Some of these sites are involved in regulating maternal behaviors such as building nests, grooming young (what, you are supposed to groom them?) and protecting them from predators. Other affected regions, though, control memory, learning, and responses to fear and stress. Recent experiments have shown that mother rats outperform virgins in navigating mazes and capturing prey. In addition to motivating females toward caring for their offspring, the hormone-induced brain changes may enhance a mother rat's foraging abilities, giving her pups a better chance of survival. What is more, the cognitive benefits appear to be long-lasting, persisting until the mother rats enter old age.

Isn't that amazing? They said that a mother rat takes just 70 seconds to track, attack and kill a cricket, while it takes childless rats 290 seconds.

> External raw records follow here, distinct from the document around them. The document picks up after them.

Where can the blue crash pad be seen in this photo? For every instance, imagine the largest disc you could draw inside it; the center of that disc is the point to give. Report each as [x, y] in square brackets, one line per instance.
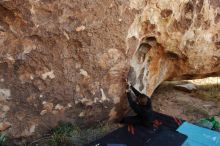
[198, 136]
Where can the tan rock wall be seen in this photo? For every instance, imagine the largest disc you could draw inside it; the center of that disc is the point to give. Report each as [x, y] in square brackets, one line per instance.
[173, 40]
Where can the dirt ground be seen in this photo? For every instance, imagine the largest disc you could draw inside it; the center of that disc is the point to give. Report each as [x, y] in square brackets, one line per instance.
[190, 106]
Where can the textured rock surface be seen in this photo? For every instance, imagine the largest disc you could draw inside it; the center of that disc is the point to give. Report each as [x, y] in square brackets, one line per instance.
[173, 40]
[61, 60]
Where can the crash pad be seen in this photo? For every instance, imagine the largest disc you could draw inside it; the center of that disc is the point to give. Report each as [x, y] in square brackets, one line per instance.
[199, 136]
[165, 135]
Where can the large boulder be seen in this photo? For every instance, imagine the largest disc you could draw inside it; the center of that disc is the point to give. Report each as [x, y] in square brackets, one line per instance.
[174, 40]
[61, 60]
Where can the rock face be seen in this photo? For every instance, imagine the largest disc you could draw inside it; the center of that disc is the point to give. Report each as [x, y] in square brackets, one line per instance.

I am not sure how good I would be at killing a cricket, but I definitely feel like I can type on the computer, soothe a baby, watch a two year old dance, and listen to a five year old ramble on about Star Wars with at least a limited amount of success. I know I would not have been capable of this five years ago. But I do know some women without children who are completely capable of all the things I do and more. So, perhaps for some of us it requires the ordeal of pregnancy to create the necessary changes in our brains to make us capable of caring for these darlings in our charge. It is empowering to know that some random scientist things I am physically, biologically, and mentally capable of being a mom, just by virtue of the fact that I am one.

1 comment:

Jared said...

No mice (or crickets) were harmed in the posting of this story.